HD INSIGHTS: You have devoted forty years of your professional life to advancing knowledge and therapeutics for HD. What would you like to see happen in the future?
SHOULSON: It has been that long? In terms of HD, I think we need some substantive treatments, although I’m of the mind that substantive treatments come about incrementally and gradually. When you look back in ten or twenty years, it looks like a quantum leap. That certainly was true in developing HIV therapies. In HD, we have had the benefit of quickly improving understanding of the etiology, pathogenesis, and scientific foundations around HD. I expect incremental gains will be realized for our patients and their families.
HD INSIGHTS: When you are not working on therapeutic developments for HD, how do you spend your free time?
SHOULSON: I do a lot of traveling. Most is work-related, but I also do a lot with my wife Josie and family. We have a getaway place in Florida that’s right on the beach. I enjoy exercising, walking, and taking in the outdoors.
HD INSIGHTS: I hear you have a very young companion in some of your exercises.
SHOULSON: Oh, you mean my grandson Noah? Yes, he’s a joy. It’s really nice to experience this again. As a parent, it’s so interesting to watch your kids grow up. But when you get a chance to do it again with grandchildren, it’s fabulous, interesting and gratifying. A great environment for my encore career!
HD INSIGHTS: Thank you very much for all of your contributions to the HSG and to the HD field. The field certainly wouldn’t be where it is without you and your leadership over the past four decades.
1 Kieburtz K, McDermott M, Como P, et al. The effect of deprenyl and tocopherol on cognitive performance in early untreated Parkinson’s disease. Parkinson Study Group. Neurology.
1994;44(9):1756-1759.
2 The Huntington Study Group PHAROS Investigators. At risk for Huntington disease: The PHAROS (Prospective Huntington At Risk Observational Study) cohort enrolled. Arch. Neurol. 2006;63(7):991-996.
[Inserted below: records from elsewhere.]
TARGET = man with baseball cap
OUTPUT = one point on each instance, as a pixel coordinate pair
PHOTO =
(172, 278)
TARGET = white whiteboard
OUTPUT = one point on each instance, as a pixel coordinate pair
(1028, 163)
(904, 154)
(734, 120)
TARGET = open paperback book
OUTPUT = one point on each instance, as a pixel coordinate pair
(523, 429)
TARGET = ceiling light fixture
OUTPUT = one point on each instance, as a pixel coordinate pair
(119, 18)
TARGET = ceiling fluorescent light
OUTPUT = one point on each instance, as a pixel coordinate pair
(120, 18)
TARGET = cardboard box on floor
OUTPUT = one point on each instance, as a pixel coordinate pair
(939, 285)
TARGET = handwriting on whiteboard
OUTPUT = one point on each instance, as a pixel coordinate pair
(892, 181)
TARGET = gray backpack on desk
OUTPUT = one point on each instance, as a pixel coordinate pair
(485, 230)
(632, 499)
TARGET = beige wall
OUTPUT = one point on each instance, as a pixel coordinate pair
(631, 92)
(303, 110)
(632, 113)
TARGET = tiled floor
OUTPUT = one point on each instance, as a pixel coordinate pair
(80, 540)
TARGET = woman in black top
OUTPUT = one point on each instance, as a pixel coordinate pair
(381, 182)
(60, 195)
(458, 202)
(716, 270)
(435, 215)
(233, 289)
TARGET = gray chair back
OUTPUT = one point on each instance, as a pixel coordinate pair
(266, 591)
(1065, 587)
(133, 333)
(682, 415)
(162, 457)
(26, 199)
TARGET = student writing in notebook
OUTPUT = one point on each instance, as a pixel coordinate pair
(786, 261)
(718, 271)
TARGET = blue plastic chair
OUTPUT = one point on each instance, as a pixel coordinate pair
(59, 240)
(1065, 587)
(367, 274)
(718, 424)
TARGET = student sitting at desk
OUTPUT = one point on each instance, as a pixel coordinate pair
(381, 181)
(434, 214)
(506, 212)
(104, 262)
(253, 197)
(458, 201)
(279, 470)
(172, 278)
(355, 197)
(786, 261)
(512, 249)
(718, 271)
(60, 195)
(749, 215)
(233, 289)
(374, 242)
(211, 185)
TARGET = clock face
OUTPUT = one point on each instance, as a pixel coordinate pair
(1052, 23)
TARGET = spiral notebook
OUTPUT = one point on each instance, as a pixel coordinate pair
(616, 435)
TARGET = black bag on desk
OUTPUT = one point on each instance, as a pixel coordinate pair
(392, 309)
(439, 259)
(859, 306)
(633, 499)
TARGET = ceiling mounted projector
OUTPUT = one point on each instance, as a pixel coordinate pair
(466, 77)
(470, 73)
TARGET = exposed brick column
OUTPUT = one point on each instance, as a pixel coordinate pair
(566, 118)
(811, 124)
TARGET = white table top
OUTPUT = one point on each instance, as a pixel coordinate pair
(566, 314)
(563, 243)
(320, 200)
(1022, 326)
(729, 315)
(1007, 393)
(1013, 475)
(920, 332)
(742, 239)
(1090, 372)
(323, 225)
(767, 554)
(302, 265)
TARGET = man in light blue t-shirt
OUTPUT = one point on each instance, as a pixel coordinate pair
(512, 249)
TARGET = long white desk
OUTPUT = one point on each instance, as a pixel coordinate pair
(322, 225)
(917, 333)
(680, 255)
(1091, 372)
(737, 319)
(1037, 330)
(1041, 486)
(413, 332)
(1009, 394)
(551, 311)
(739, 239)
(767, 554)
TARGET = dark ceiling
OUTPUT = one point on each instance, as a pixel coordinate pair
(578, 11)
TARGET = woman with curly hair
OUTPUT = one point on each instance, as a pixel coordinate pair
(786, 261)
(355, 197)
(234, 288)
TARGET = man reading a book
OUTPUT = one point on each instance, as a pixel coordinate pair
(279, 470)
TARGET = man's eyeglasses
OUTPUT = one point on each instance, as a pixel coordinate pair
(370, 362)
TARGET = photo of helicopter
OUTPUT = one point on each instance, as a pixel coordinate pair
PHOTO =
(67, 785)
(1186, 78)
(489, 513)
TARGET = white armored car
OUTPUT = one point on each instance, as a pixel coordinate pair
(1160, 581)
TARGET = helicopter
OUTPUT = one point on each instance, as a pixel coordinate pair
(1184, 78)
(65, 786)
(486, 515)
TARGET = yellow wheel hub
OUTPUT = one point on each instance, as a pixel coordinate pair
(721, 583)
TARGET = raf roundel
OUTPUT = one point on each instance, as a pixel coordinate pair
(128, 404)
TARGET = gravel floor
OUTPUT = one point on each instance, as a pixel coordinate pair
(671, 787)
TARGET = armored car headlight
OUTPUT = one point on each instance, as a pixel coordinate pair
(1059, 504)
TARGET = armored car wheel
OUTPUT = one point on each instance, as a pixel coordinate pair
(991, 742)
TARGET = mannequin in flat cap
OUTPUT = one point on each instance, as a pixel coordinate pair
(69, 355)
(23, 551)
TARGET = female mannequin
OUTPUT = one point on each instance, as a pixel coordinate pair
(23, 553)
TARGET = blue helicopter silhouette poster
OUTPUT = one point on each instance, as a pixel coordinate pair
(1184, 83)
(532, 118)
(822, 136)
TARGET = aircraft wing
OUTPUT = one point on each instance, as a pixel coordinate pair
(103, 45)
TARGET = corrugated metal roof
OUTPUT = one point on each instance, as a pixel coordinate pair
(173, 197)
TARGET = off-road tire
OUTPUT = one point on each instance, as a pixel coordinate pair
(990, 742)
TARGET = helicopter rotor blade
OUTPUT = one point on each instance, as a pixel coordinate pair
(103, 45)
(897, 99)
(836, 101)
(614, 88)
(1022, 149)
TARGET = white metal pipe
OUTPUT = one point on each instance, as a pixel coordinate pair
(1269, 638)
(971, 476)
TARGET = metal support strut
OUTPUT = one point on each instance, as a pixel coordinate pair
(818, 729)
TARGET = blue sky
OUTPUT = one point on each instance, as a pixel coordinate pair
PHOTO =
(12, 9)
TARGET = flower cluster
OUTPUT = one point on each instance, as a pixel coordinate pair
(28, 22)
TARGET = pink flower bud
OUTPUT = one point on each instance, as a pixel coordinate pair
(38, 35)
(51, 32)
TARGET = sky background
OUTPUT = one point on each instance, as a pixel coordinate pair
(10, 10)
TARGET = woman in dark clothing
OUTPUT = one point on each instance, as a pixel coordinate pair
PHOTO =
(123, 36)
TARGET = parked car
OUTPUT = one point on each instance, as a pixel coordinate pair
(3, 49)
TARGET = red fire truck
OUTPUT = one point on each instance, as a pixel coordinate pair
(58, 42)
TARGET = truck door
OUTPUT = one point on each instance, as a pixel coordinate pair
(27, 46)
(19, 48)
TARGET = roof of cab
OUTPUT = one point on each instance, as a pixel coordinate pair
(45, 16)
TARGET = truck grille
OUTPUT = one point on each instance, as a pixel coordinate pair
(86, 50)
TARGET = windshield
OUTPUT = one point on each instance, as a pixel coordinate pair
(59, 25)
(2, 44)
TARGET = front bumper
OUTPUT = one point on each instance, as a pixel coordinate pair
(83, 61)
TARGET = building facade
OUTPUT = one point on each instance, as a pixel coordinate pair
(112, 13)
3 Cooperative Huntington’s Observational Research Trial: NCT00313495. [Webpage]. 2014; clinicaltrials.gov/show/ NCT00313495. Accessed 10/7/2014.
4 Biglan KM, Dorsey ER, Evans RV, et al. Plasma 8-hydroxy-2′- deoxyguanosine Levels in Huntington Disease and Healthy Controls Treated with Coenzyme Q10. JHD. 2012;1(1):65-69.
5 Dorsey R, Biglan K, Eberly S, et al. Use of Tetrabenazine in Huntington Disease Patients on Antidepressants or with Advanced Disease: Results from the TETRA-HD Study. PLoS currents. 2011;3:Rrn1283.
6 Lannfelt L, Blennow K, Zetterberg H, et al. Safety, efficacy, and biomarker findings of PBT2 in targeting Abeta as a modifying therapy for Alzheimer’s disease: a phase IIa, double-blind, randomised, placebo-controlled trial. Lancet neurol. 2008; 7(9): 779-786.